There are straightforward emulation settings in which a trained emulator can be more accurate than a single forward run, even when both training and "single forward run" use the same accuracy settings.

Suppose you emulate a forward model y = F(x), by choosing a design X = {x1, ..., xN}, and making a training set T = {(x1, y1), ..., (xN, yN)}.

With T, you train an emulator G. You want to know how good y0hat = G(x0) is compared to y0 = F(x).

If there is a stochastic element to the forward model F, there will be noise in all of the y's, including in the training set, but also including y0! (Hopefully your noise has expectation 0.)

(This would be the case for a forward model that uses any kind of Monte Carlo under the hood.)

In this case, because the trained G(x0) is averaging over (say) all the nearby x's, you can see variance reduction in y0hat compared to y0. This, for example, would apply in a very direct way to G's that are kernel methods.

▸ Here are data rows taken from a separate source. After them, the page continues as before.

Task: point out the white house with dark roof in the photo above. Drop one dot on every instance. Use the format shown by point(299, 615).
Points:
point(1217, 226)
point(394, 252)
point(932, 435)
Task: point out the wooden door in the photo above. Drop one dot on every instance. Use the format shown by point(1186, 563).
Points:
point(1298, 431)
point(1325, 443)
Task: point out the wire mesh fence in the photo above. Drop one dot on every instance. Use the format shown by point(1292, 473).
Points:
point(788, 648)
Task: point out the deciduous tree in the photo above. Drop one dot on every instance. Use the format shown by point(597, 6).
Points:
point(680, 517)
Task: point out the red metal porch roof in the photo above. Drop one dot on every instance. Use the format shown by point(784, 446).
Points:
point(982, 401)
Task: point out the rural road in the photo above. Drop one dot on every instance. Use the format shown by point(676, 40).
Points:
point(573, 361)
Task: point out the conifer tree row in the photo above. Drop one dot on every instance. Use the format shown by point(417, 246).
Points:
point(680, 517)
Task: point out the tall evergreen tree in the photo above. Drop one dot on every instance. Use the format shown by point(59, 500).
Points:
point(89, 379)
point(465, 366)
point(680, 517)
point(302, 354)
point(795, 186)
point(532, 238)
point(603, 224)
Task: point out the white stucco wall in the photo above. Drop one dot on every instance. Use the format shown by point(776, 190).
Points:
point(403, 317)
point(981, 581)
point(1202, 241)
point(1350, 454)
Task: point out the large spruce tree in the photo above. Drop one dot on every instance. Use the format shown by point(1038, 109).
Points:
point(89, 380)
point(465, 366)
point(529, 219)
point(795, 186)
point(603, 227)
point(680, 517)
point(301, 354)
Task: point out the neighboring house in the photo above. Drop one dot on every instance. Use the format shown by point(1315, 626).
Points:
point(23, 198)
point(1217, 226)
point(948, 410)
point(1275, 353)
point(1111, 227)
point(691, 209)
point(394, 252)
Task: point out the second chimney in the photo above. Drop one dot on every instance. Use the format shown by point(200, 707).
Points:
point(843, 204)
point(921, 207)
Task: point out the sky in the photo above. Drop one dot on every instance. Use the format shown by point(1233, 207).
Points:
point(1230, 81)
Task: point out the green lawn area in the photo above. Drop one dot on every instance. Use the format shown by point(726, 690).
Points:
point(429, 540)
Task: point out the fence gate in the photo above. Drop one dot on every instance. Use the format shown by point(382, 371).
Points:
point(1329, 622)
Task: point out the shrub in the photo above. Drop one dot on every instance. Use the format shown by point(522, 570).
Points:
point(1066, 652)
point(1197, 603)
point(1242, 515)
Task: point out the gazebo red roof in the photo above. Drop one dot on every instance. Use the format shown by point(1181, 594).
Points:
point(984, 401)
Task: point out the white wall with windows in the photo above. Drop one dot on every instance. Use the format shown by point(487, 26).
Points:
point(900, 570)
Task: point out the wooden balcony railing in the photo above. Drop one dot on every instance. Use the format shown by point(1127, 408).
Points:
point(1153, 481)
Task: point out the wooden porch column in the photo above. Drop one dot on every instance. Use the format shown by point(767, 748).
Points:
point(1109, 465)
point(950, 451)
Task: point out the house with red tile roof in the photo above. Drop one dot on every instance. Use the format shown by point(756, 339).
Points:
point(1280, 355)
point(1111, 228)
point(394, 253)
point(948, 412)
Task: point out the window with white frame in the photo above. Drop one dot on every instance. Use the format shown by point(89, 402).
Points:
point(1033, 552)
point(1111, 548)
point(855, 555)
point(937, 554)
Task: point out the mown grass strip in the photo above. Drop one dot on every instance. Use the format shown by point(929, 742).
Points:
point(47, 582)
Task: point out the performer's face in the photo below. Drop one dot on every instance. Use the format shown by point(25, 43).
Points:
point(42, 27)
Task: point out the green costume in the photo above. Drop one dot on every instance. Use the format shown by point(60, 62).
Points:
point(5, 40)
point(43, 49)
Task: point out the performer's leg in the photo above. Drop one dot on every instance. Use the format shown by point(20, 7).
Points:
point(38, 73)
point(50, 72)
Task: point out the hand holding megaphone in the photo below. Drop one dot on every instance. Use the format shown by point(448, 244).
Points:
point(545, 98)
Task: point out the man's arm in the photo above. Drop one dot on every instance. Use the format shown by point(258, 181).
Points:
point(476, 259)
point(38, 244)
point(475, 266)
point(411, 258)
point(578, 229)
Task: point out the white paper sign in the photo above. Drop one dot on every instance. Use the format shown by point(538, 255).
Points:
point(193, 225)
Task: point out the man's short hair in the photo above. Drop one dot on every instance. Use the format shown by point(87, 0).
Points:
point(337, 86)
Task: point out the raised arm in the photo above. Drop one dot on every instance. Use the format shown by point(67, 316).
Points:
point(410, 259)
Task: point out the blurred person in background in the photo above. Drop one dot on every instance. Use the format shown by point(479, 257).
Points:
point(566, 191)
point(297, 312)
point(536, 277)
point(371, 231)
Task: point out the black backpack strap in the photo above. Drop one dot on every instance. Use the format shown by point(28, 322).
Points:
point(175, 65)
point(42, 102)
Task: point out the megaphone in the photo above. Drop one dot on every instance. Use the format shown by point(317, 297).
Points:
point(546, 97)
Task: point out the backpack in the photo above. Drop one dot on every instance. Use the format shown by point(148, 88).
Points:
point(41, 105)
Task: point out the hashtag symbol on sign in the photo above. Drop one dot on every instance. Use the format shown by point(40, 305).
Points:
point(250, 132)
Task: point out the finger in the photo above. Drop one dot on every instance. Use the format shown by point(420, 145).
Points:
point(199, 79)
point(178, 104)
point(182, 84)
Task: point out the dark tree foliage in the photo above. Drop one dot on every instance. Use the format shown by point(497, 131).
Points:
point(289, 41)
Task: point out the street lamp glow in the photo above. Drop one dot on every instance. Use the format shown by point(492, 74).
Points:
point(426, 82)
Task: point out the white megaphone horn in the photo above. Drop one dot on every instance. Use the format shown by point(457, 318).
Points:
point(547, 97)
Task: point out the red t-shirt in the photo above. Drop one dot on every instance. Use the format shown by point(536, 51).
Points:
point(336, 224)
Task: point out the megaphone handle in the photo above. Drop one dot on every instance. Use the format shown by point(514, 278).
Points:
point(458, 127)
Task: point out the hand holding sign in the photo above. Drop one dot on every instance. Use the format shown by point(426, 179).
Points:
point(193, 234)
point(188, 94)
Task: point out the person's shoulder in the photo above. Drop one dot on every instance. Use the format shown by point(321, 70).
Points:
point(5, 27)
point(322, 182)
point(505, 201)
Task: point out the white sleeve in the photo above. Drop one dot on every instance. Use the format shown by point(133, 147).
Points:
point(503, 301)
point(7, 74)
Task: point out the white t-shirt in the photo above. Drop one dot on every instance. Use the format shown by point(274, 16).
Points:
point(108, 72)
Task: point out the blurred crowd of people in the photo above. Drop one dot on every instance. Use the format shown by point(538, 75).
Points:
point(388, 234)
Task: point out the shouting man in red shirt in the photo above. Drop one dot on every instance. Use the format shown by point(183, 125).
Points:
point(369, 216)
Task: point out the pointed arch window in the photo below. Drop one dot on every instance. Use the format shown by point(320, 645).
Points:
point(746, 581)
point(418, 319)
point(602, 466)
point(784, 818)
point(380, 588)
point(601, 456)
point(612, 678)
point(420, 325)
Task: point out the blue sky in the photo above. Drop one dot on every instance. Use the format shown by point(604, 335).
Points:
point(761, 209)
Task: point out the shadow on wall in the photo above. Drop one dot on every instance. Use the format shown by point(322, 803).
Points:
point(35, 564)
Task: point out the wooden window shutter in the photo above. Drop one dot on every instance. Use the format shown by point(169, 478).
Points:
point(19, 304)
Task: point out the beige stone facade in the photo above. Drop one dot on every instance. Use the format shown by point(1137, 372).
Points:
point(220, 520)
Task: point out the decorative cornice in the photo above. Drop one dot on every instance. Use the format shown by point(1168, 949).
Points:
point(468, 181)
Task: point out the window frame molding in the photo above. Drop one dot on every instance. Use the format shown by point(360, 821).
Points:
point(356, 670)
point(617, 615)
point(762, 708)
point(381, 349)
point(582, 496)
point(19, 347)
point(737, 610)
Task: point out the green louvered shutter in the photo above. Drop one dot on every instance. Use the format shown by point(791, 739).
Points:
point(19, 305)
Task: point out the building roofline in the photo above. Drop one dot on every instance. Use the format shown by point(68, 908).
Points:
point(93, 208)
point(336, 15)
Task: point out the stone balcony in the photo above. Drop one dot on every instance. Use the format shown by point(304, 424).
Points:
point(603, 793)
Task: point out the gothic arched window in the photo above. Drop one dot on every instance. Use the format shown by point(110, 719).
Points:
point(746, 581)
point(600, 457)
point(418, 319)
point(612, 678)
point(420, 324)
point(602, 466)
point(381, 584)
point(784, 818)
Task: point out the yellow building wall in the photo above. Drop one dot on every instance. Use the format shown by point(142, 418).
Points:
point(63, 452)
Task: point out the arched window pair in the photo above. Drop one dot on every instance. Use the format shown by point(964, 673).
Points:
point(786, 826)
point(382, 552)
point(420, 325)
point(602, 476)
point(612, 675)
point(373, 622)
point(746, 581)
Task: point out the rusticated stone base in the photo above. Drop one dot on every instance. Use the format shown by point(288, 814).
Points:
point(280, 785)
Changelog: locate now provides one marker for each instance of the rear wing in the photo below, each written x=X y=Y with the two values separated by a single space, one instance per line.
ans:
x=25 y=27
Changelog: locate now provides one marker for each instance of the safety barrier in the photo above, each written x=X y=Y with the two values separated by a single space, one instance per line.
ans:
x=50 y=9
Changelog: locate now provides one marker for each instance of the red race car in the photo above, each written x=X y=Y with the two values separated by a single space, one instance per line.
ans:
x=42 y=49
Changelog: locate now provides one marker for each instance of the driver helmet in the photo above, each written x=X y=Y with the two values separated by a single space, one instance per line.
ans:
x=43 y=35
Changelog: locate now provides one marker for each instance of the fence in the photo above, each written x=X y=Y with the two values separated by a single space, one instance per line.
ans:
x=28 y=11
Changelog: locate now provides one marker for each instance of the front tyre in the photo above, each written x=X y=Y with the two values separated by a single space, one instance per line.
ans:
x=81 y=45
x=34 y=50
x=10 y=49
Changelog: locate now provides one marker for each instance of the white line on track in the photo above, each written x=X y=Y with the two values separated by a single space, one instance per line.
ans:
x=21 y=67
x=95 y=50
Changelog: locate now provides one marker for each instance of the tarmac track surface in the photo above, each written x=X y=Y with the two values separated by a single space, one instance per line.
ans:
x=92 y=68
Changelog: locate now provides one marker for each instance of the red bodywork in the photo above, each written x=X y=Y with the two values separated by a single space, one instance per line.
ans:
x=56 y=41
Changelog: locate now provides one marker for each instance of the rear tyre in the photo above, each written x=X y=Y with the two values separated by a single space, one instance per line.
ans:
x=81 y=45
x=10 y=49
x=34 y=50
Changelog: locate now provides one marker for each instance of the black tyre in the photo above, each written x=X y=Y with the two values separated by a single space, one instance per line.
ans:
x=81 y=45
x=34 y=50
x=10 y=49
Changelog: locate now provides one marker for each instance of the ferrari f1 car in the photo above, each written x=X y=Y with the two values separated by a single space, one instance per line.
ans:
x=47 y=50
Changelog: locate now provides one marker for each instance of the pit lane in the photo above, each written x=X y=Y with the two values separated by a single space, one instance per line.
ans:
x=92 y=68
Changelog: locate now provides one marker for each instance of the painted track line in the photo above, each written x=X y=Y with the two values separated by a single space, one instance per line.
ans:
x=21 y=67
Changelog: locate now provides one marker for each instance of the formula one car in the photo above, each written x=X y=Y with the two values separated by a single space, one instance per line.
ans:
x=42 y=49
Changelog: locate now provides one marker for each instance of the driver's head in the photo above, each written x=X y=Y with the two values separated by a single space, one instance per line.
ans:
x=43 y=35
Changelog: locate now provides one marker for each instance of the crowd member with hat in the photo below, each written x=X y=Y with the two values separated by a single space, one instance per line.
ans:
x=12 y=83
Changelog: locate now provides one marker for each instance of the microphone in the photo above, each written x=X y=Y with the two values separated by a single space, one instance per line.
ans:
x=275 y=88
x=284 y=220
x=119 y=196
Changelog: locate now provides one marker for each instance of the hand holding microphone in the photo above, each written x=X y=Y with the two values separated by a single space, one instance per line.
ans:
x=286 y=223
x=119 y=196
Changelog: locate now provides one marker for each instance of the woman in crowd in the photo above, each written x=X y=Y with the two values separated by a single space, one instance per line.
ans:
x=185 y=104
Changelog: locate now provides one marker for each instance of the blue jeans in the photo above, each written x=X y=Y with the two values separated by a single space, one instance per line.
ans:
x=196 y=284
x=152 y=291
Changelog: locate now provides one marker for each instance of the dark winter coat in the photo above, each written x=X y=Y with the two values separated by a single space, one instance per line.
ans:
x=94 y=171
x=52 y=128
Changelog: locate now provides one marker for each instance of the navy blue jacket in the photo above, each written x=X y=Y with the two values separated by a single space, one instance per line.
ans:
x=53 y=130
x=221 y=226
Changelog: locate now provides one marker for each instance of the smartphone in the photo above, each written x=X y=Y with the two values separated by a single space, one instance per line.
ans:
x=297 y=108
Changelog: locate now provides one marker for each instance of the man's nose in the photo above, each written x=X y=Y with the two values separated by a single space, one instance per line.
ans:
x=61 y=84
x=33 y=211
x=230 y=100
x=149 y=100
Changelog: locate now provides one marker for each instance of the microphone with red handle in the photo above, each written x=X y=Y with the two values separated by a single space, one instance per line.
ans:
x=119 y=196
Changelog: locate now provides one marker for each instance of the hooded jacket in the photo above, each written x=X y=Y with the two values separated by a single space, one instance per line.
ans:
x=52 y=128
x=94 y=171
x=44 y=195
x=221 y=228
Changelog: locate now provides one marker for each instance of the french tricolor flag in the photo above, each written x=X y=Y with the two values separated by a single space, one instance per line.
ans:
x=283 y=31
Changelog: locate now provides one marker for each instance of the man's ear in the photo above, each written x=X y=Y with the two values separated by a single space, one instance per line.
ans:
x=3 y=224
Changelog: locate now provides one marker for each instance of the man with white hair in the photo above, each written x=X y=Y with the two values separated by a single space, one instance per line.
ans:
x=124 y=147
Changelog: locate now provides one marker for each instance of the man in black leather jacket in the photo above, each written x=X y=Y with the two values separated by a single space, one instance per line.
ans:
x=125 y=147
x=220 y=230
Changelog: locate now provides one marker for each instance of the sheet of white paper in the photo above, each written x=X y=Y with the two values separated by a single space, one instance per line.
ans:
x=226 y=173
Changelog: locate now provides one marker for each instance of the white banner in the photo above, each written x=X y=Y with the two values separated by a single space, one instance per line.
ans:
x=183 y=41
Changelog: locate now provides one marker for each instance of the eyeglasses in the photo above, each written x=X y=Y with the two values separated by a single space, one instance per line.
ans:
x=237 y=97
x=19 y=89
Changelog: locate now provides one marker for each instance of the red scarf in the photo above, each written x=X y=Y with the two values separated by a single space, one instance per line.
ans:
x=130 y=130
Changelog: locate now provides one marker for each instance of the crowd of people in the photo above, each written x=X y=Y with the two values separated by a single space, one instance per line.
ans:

I have observed this in real emulation problems. If you're pushing for high accuracy, it's not even rare to see.

More speculatively, one can imagine settings in which (deterministic) model error, when averaged out over nearby training samples in computing y0hat, can be smaller than the single-point model error affecting y0. (For example, there are some errors in a deterministic lookup table buried in the forward model, and averaging nearby runs of F causes the errors to decrease.)

I have seen this claim credibly made, but verifying it is hard -- the minute you find the model error that explains this[*], the model will be fixed and the problem will go away.

[*] E.g., with a plot of y0hat overlaid on y0, and the people who maintain the forward model say "do you have y0 and y0hat labeled correctly?"